Peygamber efendimiz, asr-ı saadette kalbi, ruhi, vicdani bir inkılap gerçekleştirmiştir. Bu inkılabı gerçekleştirirken O’nun en önemli parolası, “Merhamet ediniz ki merhamet olunasınız.” olmuştur. O kılıç kullanarak, şiddet ve baskıyla bir dönüşüm gerçekleştirmemiştir. Tam tersi bu müthiş inkılap, şefkat temelinde gerçekleşmiştir. Zaten insanlık tarihinde insanlığı etkileyen bütün fikir akımlarına bakıldığında ancak şefkatle gerçekleştirilen ve hak dinden beslenenler kalıcı ve uzun ömürlü olmuştur. Bunun haricindekiler zorbalık, kanunsuzluk ve zulüm temelinde olduğu için ömürleri az olmuş ve insanlığın başına bela olmuştur. Bu mesele Risale-i Nur’da İşaratü’l-İ’caz isimli eserde şöyle geçer, “Tehditlerle, korkularla, hilelerle efkar- ammeyi başka bir mecraya çevirmek mümkün olur. Fakat tesiri cüz’idir, sathidir, muvakkat olur. Ama irşadıyla kalplerin derinliklerine kadar nüfuz etmek, hissiyatın en inceliklerine kadar nüfuz etmek, hissiyatın en incelerini heyecana getirmek, istidatların inkişafına yol açmak, ahlak-ı aliyeyi tesir ve alçak huyları imha ve izale etmek, cevher-i insaniyetten perdeyi kaldırıp hakikati teshir etmek, hürriyet-i kelama serbesti vermek ancak Resul-i Ekremin getirdiği şeriatle mümkün olmuştur.

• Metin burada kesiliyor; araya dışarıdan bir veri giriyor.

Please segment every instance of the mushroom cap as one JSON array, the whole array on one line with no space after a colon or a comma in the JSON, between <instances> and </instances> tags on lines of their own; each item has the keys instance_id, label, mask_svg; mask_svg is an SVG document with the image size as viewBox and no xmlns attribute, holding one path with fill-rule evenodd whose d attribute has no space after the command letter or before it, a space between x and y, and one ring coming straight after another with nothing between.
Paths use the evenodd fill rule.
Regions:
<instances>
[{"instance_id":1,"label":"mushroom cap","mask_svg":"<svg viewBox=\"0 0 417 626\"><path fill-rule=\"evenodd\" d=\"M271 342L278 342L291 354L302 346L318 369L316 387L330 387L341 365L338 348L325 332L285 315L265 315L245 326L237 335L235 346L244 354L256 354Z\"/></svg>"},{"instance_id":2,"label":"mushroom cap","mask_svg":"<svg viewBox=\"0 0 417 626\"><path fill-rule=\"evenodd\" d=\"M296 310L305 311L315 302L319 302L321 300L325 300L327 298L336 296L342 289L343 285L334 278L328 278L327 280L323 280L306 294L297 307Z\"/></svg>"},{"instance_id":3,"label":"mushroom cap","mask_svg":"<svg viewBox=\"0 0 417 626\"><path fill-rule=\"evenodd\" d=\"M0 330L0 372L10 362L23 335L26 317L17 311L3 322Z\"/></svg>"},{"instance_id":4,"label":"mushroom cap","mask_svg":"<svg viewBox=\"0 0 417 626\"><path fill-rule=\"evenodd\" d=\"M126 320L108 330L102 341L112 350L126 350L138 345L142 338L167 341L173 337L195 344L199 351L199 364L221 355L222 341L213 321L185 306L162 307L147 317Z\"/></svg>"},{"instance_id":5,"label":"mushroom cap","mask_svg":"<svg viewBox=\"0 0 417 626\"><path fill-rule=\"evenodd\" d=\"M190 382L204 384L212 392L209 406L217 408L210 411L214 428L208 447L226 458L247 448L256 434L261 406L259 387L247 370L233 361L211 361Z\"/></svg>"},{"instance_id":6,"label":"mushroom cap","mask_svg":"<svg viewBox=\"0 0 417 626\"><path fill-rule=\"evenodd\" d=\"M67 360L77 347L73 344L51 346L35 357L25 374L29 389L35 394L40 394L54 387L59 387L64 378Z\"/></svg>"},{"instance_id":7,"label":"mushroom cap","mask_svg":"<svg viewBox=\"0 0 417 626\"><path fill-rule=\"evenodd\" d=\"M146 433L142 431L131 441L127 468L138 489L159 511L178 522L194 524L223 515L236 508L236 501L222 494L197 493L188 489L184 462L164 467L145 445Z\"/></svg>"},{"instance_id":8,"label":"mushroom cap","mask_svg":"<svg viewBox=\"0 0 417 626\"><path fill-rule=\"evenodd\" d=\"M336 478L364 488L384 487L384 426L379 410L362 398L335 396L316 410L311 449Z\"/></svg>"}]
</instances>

Bugün Peygamber efendimizin şefkat eğitiminden geçmeye ne çok ihtiyaç vardır. Çünkü o öyle bir zamanda insanlığa gönderilmiştir ki, vahşetin, zulmün, cehaletin en koyu zamanlarıdır. Bugün de aynı vahşet, cehalet, zulüm ahir zamanın bir özelliği olarak kol gezmektedir. Peygamber efendimiz nasıl cahiliye dönemini asr-ı saadete çevirmiş ise, bugün O’nun getirdiklerini uygulamakla bizler de asrın içinde bir bahar açmaya vesile olabiliriz.

Şefkat hissi iman ile anlam kazanan ve hakiki değerini bulan bir histir. İman ile şiddet hisleri kontrol altına alınabilir. Yine iman ile temizlenen şiddet tohumları yerine şefkat ile tezyin yapılabilir.

Bugün toplumların problemleri üzerinde kafa yoran sosyologlar, siyasiler, eğitimciler vs. şefkat hislerini inkişaf ettirmeden netice alamayacakları muhakkaktır. Fertlerin şefkatleri olduğu gibi kurumların ve hatta devletin de şefkati olmalıdır. Şefkatini adalet manasında, eşitlik, hak ve hürriyetler manasında vatandaşlarına hissettirmelidir.  Aksi halde anarşi, terör ve her türlü ahlaksızlık yaygınlaşacak, çıkarılan kanunlar da, hapishaneler de bir işe yaramayacaktır.

İnsanın en başta kendisinden başlamak üzere, nefsine şefkat, daha sonra ailesine, akrabalarına, memleketine, insanlığa ve hatta bütün kainata göstereceği şefkat ve şefkate bağlı himmet ve adalet hisleri olmalıdır. Kendi nefsinde ve küçük dairesinde bu hisleri doğru inkişaf ettirmeyenlerin memleket için, insanlık için yapacakları bir şey de olmayacaktır. Çünkü insan kalbi, ruhu, vicdanı, aklı boşluk kaldırmaz. Siz oralara doğru hisleri ekmezseniz, zehirli hisler büyüyecektir. Dolayısıyla kendi nefislerindeki şefkati, terbiye manasında gerçekleştirmeyenlerin küresel anlamda bir davranış tarzı geliştirmeleri mümkün değildir.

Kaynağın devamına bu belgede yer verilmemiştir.